Durante los últimos años de su vida mi padre se convirtió en un acuarelista compulsivo. Pintaba láminas a todas las horas del día. Resultó una afición beneficiosa para la familia, que dejó de preocuparse por los regalos. Por muchos cuadernos, papeles, pinturas, pinceles que recibiera cada temporada, nunca le sobraban. Al principio copiaba imágenes que veía en fotografías, pero pronto empezó con las series. Tuvo una época paisajista, otra de marinas, una muy extensa de retratos, en fin, fue agotando uno a uno todos los subgéneros de la acuarela. Se instaló en mi antigua habitación de adolescente, y donde aún permanecen las estanterías con los libros que tenía cuando me fui de casa. Quitó la que había sido mi cama y colocó una vieja cómoda alargada que ignoro de dónde sacaría. En sus cajones amontonaba las pinturas. Cuando falleció, una tarde en la que hacía compañía a mi madre, decidimos ordenar su pinacoteca. Vaciamos los cajones, y en todos, ocultos bajo las láminas y al fondo, descubrimos unos sobres blancos con una palabra garabateada encima. Los mismos que encontré después, en verano, cuando me puse a organizar sus herramientas en el garaje de la casa de campo. Los mismos sobres, idéntica ocultación. Los abrimos, claro, y contenían semillas. Sobres con semillas de tomates, pimientos, calabazas que mi padre había utilizado durante años en su huerto, el que ya no podía cuidar cuando se dedicó a la pintura. El secreto de mi padre: sus semillas.

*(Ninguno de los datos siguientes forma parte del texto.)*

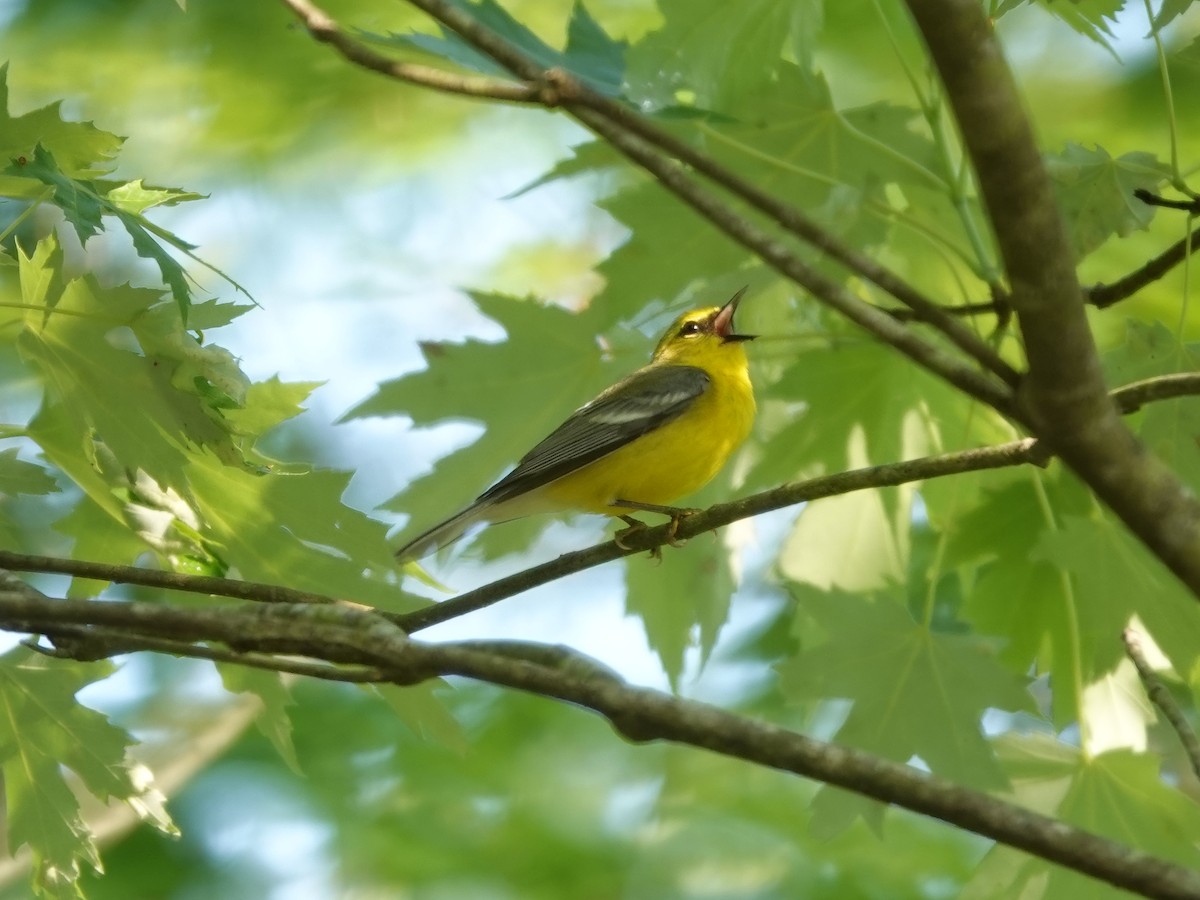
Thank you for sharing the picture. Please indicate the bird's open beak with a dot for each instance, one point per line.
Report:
(723, 325)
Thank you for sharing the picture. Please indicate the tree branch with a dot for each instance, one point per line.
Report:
(325, 30)
(1162, 699)
(1104, 295)
(1128, 399)
(898, 473)
(556, 88)
(1063, 396)
(341, 635)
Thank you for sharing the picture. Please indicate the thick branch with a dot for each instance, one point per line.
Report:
(781, 258)
(341, 635)
(556, 88)
(1063, 395)
(1128, 399)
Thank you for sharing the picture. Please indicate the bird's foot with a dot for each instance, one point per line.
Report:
(677, 515)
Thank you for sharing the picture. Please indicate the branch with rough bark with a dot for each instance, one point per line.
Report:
(661, 154)
(1013, 454)
(331, 637)
(1063, 396)
(1063, 399)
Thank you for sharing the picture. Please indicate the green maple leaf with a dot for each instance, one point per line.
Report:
(1169, 427)
(682, 601)
(83, 149)
(1116, 579)
(22, 477)
(591, 54)
(1096, 192)
(702, 49)
(1119, 795)
(549, 365)
(915, 691)
(42, 730)
(273, 719)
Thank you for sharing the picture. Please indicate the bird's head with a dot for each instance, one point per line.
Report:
(702, 335)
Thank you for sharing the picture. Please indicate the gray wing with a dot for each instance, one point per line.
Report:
(646, 400)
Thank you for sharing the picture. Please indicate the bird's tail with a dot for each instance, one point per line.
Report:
(442, 534)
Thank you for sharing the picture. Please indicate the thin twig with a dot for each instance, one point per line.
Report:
(1131, 397)
(94, 642)
(1104, 295)
(1063, 394)
(342, 635)
(1153, 199)
(1013, 454)
(1128, 397)
(324, 29)
(556, 88)
(780, 257)
(1162, 699)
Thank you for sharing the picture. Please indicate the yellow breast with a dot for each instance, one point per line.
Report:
(675, 460)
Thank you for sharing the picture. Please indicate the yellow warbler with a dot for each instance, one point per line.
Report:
(653, 437)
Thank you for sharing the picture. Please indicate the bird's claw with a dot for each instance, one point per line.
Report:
(673, 526)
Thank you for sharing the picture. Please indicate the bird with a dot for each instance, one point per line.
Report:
(658, 435)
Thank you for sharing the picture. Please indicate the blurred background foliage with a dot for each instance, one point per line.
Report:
(383, 233)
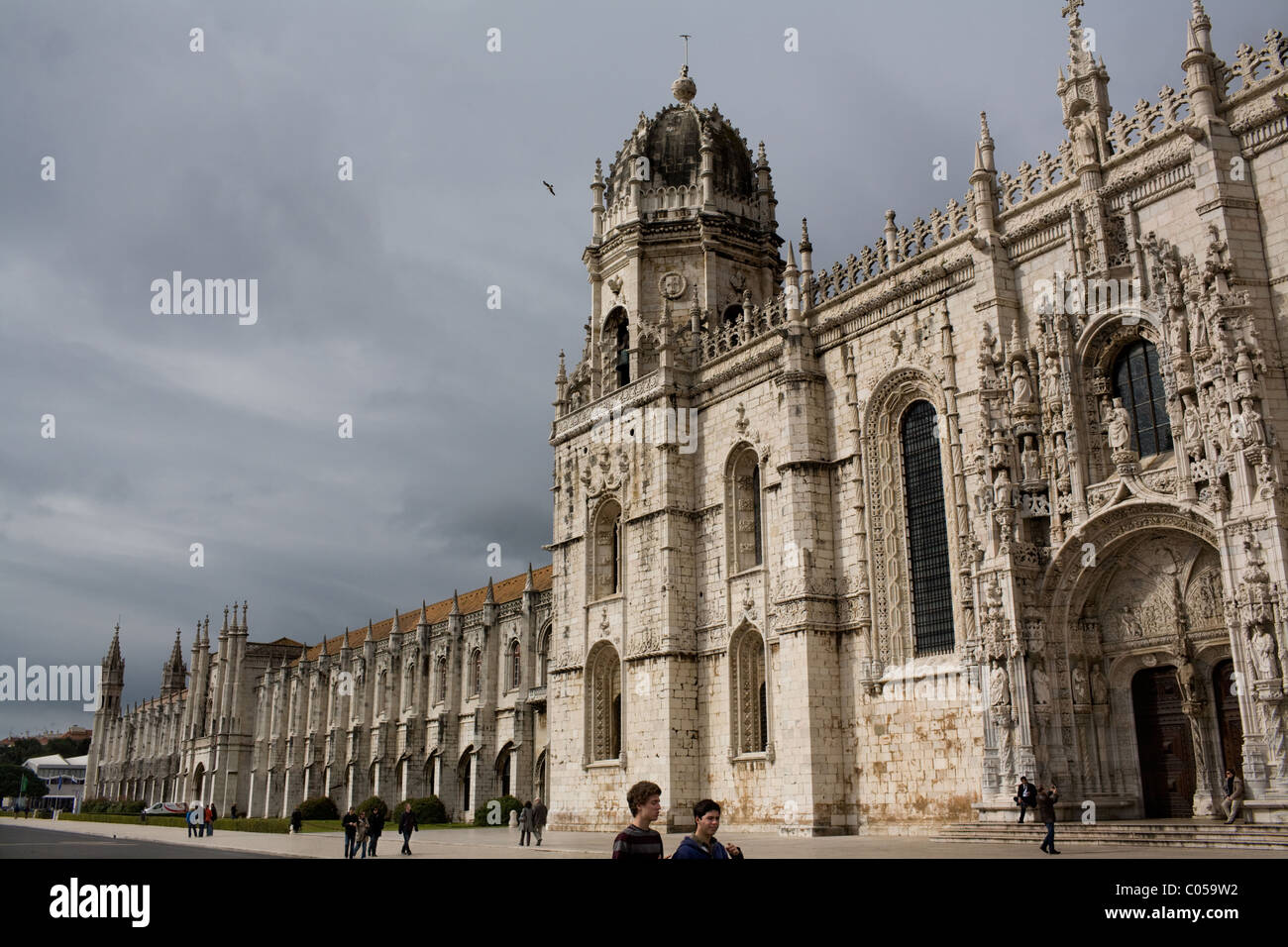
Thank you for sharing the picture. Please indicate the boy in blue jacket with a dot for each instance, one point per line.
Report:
(702, 843)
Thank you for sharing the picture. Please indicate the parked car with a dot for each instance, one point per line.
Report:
(166, 809)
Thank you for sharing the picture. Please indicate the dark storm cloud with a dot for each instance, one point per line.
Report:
(179, 429)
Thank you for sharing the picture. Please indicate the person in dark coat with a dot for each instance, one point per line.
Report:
(1046, 813)
(375, 826)
(526, 823)
(360, 838)
(351, 828)
(1233, 799)
(539, 819)
(407, 825)
(1025, 795)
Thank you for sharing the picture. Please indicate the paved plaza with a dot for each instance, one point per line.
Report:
(502, 843)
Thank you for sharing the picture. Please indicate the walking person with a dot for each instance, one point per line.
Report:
(1233, 800)
(638, 840)
(702, 843)
(375, 826)
(539, 819)
(1025, 795)
(351, 827)
(407, 825)
(360, 836)
(1046, 813)
(526, 823)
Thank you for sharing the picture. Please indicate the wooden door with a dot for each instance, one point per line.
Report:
(1163, 738)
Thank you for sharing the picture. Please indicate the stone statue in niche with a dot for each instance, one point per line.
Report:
(987, 359)
(999, 686)
(1080, 685)
(1192, 427)
(1185, 680)
(1085, 140)
(1003, 488)
(1250, 428)
(1119, 421)
(1061, 457)
(1099, 685)
(1029, 462)
(1041, 686)
(1021, 388)
(1263, 655)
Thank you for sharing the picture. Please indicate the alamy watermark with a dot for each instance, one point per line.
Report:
(653, 425)
(175, 296)
(1077, 295)
(53, 684)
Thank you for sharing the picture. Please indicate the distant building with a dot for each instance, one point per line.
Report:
(64, 779)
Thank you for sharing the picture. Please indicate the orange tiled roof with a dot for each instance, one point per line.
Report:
(502, 591)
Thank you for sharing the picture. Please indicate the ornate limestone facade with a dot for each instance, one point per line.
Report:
(1000, 495)
(450, 702)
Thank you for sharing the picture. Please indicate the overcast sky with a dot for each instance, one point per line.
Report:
(180, 429)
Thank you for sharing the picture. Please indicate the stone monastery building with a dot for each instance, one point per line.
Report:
(1001, 493)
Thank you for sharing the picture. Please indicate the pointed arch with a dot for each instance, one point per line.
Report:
(748, 709)
(605, 558)
(743, 519)
(603, 702)
(889, 506)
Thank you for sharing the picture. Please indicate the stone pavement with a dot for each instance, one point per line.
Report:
(502, 843)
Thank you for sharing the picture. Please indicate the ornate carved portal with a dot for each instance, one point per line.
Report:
(1129, 707)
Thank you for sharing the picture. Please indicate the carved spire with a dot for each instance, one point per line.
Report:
(683, 88)
(114, 651)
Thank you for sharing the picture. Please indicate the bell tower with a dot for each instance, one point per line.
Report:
(683, 217)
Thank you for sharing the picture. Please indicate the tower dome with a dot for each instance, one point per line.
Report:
(671, 145)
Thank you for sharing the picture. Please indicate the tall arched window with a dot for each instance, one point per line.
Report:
(1137, 382)
(514, 664)
(605, 578)
(542, 657)
(605, 705)
(927, 531)
(748, 692)
(746, 525)
(617, 328)
(502, 768)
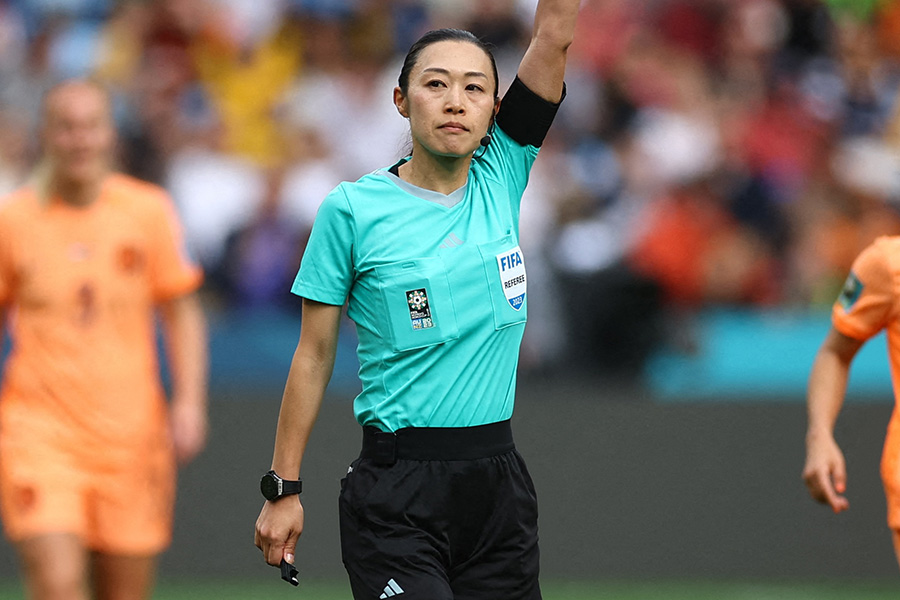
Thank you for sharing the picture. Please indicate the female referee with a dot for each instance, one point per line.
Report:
(439, 504)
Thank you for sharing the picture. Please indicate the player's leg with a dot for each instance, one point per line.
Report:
(896, 535)
(54, 567)
(43, 501)
(132, 508)
(121, 577)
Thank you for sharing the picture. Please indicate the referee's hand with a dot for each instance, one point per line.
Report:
(279, 525)
(825, 472)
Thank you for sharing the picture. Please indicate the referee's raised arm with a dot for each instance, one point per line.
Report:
(543, 67)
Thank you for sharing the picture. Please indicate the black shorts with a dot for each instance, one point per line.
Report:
(440, 514)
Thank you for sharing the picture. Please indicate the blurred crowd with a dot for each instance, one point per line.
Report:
(709, 152)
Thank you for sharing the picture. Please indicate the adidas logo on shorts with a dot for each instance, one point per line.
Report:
(391, 589)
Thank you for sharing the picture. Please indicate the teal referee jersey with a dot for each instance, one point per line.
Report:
(436, 285)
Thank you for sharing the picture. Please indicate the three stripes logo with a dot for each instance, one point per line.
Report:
(391, 589)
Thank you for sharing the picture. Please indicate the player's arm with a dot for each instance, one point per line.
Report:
(825, 471)
(184, 326)
(280, 522)
(543, 68)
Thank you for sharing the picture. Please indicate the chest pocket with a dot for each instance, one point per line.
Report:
(420, 308)
(504, 267)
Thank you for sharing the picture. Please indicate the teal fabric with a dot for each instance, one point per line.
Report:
(437, 292)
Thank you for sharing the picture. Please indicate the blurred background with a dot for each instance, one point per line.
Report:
(715, 169)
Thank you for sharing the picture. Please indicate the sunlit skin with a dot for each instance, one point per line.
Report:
(78, 137)
(450, 102)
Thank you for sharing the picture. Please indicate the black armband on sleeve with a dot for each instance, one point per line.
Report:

La dimensión exacta de ese empeño por
preservar las semillas la descubro ahora en uno de los capítulos de Un pequeño mundo, un mundo perfecto (Ed.
Elba, Barcelona 2020), del paisajista italiano Marco Martella (1962). Se trata
de una breve colección de crónicas escritas tras la visita a algún jardín, unos
conocidos, otros recónditos. Esta breve descripción del libro era la que tenía
cuando empecé a leerlo, y la expectativa era la obvia, que un especialista me
enseñara a contemplar especies, orden, cuidado… y también léxico, para saber lo
que uno mira, porque si «el de jardinero quizá sea, ante todo, un trabajo de la
mirada», el de paseante es «ante todo» un humilde aprendizaje «de la mirada».
Era, repito, lo que esperaba de un cronista de jardines.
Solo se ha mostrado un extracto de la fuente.